Tuesday, August 23, 2005

what is the unchanging principle? by j. barrington bates

Elsewhere in his text, Chauvet asserts a definition of another component of the eucharistie liturgy, Scripture. he proposes an innovative definition of Scripture, saying it includes "not only the Scriptures themselves, but . . . everything pertaining to the understanding of revelation: basic catechetical instruction and the present-day propositions concerning the on-going formation of Christians, as well as the corpus of patristic, medieval, and contemporary theologies."21 He goes so far as to claim texts which the Bible retains have survived because of their use in the liturgy,22 thus rejecting the notion that liturgy survives primarily as a means of proclaiming that same Scripture. The norm, he says, "is thus not the Book alone, but the Book in the hand of the community. The Church thus represents the impossibility of sola scriptura."23 In other words, Chauvet posits that Scripture is much more than words, that it cannot be understood, received, or apprehended as a text alone, and that the congregation serves in an integral way as the context for proclamation-without which Scripture simply would not be Scripture. Working from a framework of identity, Chauvet holds that the combination of gathered assembly and received tradition serves to endow the printed word with its particular character as the Word of God.

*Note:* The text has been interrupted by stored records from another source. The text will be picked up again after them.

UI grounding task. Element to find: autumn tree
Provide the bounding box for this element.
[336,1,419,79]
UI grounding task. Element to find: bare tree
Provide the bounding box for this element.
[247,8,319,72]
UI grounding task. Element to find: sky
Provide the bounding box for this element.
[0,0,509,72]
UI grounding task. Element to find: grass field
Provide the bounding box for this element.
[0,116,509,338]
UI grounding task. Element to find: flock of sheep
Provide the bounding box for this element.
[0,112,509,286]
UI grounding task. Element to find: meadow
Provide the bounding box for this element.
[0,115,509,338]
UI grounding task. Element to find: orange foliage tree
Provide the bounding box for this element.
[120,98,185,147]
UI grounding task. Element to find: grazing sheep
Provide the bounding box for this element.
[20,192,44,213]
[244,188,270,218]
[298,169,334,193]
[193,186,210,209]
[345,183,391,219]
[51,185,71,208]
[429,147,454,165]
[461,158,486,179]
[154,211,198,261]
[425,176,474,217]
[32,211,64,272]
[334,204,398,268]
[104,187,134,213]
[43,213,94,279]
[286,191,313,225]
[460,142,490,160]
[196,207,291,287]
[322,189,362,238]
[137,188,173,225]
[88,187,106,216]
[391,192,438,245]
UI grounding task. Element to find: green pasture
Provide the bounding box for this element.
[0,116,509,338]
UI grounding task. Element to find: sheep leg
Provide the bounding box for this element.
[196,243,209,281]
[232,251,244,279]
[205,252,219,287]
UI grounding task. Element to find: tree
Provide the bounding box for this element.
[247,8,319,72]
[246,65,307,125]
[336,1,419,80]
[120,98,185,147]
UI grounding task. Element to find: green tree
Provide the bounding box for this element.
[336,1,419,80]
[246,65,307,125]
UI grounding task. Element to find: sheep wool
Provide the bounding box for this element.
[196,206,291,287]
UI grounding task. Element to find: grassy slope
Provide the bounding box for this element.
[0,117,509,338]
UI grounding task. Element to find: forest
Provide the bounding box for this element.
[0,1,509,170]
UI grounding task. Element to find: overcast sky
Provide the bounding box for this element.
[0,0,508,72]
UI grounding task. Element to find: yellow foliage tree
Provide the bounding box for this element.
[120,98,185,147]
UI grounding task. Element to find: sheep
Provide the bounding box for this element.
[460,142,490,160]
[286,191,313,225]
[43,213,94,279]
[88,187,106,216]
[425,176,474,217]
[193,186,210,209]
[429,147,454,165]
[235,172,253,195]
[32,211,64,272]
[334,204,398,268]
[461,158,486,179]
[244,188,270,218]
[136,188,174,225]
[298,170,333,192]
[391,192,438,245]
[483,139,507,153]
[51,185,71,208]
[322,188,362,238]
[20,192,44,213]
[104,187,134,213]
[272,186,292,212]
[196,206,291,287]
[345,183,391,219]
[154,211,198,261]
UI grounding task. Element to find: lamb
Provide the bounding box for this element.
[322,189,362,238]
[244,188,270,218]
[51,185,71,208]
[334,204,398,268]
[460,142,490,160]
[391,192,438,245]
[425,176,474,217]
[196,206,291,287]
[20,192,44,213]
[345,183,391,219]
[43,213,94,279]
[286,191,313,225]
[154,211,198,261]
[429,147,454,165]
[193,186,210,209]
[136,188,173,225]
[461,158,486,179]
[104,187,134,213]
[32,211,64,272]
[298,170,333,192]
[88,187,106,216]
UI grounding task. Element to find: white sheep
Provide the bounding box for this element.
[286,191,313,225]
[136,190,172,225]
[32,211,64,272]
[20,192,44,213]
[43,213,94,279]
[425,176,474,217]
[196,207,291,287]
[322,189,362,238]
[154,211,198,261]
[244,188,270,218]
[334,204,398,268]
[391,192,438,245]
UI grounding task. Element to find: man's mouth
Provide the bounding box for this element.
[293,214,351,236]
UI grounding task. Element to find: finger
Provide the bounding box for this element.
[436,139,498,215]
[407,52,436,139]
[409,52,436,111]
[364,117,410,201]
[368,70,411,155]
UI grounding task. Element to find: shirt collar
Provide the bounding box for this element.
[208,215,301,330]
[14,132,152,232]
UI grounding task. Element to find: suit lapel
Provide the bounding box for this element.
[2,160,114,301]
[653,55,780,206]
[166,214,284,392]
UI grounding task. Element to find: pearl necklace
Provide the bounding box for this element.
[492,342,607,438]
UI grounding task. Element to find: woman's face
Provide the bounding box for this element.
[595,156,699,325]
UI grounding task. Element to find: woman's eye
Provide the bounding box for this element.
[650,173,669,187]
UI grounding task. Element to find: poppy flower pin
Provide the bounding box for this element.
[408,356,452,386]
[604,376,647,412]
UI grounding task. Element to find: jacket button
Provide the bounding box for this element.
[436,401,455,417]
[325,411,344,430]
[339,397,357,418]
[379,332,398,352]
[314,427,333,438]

Read the whole thing here. Sola Scriptura is certainly problematical. And I think many of Anglicanism's current woes have their roots in a Communion-wide exegetical deficiency which, in turn, has its roots in a Communion-wide ecclesiological deficiency. Not that our Church is deficient, nor that our exegetical praxis is (necessarily) deficient, but rather that our Church has deficiently defined both; and the one
because of the other.

Moreover, I have sometimes said that one thing the Anglican Communion lacks -- and it in turn is a manifestation of the unity we lack -- is a panAnglican Eucharistic rite: a rite that is authorized for use anywhere in the Communion. I would propose that such a rite be the 1662 BCP rite. It is, after all, the sort of Mother Rite, the Rite from which all of the myriad Anglican and quasi-Anglican rites sprang. But what do I know?